As India proved it was up to the task, U.S. corporations got more comfortable with a free flow of software work across borders. By the late-1990s, when the looming Y2K bug created an inflection point and spiked demand for software coders, U.S. corporations turned to India, fueling the growth of Indian companies like Infosys and Wipro.
This month, Premkumar bounced around the U.S. pitching his concept: He wants his Apollo hospitals to partner with a U.S. hospital company that would take care of the patient before and after the trip abroad. Technology would keep doctors in both locations connected to help ensure seamless care.

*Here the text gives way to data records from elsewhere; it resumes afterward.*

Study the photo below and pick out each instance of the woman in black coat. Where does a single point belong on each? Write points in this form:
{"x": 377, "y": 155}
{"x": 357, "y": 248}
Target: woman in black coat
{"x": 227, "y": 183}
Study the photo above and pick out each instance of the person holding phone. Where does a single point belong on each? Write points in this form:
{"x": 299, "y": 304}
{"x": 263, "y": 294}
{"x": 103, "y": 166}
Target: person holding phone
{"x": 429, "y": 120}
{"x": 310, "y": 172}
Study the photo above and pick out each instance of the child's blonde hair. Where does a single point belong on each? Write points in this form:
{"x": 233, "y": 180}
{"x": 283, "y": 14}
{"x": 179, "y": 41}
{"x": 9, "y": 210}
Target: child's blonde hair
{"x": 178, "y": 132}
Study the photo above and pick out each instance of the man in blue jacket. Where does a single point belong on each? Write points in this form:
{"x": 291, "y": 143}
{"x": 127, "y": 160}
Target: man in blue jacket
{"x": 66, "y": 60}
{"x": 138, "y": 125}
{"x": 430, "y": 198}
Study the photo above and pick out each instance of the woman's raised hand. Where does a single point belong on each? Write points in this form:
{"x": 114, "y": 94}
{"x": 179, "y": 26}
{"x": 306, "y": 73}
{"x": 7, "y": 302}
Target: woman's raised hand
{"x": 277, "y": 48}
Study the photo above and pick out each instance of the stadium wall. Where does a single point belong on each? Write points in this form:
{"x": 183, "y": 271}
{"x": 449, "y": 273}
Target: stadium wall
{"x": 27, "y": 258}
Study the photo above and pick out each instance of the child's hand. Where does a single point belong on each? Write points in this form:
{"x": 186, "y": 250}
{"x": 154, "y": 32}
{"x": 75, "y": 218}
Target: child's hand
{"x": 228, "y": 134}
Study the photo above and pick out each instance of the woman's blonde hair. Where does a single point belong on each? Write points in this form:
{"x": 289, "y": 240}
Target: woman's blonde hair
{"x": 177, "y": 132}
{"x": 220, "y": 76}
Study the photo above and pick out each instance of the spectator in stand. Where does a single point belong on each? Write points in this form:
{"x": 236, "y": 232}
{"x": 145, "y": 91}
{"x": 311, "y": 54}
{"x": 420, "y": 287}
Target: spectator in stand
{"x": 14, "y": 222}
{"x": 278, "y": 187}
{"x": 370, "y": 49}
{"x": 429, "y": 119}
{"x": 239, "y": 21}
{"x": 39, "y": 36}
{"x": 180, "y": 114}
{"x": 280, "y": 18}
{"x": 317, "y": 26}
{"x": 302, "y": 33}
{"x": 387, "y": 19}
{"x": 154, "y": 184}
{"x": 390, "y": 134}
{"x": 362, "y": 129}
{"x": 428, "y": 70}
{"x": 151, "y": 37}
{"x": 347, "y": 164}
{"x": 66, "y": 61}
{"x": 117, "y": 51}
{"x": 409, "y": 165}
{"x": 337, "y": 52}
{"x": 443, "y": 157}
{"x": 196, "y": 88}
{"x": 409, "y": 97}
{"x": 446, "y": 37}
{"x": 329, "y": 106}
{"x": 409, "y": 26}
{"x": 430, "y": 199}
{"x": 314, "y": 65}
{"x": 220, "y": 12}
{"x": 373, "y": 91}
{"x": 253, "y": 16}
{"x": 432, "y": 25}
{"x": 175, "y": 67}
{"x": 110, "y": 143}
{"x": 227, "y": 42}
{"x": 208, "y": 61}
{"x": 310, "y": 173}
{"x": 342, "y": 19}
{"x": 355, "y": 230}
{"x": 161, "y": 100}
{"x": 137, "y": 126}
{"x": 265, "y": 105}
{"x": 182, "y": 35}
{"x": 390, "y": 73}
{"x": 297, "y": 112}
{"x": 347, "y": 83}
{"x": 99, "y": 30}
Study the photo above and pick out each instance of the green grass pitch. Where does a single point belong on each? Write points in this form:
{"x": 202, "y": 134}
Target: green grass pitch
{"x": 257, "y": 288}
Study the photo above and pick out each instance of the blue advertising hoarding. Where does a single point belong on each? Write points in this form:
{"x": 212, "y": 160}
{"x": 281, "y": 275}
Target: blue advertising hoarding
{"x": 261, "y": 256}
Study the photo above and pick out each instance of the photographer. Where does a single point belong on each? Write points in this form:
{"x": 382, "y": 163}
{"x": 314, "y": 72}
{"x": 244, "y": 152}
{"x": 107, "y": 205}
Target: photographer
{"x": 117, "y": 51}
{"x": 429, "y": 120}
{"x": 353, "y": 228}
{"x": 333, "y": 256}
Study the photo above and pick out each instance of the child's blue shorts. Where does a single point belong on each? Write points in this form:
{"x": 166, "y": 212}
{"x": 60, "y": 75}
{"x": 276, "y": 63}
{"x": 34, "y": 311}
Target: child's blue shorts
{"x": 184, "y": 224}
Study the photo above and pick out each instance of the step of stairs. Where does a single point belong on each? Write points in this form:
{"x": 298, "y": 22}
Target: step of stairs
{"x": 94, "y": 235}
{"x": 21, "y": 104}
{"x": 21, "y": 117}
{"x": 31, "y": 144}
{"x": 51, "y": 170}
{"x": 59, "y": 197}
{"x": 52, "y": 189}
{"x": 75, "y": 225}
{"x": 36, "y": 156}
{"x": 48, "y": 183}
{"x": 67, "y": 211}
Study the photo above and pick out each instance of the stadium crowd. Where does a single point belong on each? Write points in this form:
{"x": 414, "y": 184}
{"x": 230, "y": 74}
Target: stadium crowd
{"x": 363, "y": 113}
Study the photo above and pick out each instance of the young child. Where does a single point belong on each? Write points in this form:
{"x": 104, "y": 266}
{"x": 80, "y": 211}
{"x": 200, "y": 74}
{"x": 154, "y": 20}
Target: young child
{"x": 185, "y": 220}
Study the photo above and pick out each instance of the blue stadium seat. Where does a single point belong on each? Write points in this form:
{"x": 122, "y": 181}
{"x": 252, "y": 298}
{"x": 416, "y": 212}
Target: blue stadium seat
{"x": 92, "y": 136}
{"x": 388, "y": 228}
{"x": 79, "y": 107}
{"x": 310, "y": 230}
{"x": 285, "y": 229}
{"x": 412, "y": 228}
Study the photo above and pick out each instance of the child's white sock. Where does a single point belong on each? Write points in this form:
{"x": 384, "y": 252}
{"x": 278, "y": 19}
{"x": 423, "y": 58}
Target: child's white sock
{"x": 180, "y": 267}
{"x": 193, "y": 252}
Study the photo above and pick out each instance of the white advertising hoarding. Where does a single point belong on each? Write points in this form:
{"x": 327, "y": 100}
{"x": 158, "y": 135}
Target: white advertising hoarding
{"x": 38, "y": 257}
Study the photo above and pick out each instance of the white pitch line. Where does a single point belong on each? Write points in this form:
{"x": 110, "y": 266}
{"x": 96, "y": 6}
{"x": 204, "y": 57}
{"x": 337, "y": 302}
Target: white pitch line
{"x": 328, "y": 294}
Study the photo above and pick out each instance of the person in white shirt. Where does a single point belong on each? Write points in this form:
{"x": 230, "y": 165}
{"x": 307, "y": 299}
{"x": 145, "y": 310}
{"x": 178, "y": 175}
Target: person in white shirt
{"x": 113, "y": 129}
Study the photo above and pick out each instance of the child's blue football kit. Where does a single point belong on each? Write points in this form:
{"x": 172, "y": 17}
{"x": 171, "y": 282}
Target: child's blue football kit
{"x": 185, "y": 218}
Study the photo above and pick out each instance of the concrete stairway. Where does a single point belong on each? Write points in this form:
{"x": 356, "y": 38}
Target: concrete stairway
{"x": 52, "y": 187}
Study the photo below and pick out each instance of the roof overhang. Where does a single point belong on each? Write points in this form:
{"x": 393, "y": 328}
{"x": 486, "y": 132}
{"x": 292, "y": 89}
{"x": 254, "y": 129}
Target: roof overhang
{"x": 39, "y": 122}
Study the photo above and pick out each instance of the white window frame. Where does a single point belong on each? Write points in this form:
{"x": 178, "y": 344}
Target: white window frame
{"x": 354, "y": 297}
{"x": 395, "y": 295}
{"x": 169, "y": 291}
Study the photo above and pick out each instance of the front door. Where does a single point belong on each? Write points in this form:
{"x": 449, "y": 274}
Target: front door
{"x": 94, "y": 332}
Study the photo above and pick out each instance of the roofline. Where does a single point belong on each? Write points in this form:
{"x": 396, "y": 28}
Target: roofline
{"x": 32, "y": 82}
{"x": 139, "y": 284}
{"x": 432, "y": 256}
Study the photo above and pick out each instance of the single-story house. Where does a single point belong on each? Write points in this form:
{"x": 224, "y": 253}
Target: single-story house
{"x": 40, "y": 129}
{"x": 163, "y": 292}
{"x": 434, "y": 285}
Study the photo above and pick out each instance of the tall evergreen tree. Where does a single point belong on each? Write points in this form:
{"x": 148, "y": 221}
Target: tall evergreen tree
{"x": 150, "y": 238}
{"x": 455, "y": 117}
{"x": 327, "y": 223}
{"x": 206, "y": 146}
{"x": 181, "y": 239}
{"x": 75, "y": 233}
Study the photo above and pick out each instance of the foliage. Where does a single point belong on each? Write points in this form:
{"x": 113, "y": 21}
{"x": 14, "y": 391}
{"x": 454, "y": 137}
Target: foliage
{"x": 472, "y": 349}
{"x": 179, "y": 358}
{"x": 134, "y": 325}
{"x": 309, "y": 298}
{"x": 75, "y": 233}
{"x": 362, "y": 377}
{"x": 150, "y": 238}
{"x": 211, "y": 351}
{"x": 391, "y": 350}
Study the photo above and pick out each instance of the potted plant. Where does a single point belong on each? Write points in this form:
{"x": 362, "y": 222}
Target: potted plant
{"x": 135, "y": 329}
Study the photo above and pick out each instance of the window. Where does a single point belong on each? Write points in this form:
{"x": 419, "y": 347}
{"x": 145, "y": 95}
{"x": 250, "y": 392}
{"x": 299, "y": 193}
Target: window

“It’s the onsite-offshore model,” Premkumar says. If the model proves itself, doctors and their patients will get comfortable with offshoring medicine, just as happened in software more than a decade ago. Mindsets will change. Borders will disappear. “Changes will happen at the margin [of U.S. health care], and then move in,” Kumar says.
Yes, Andy Grove may prove to be right. Factors such as government policy and opaque pricing may protect the U.S. health-care industry from too much competition, especially from outside the country. But globalization is a powerful force, and technology enables it. It’s inevitable that someday, some overseas company will crack the code in health care.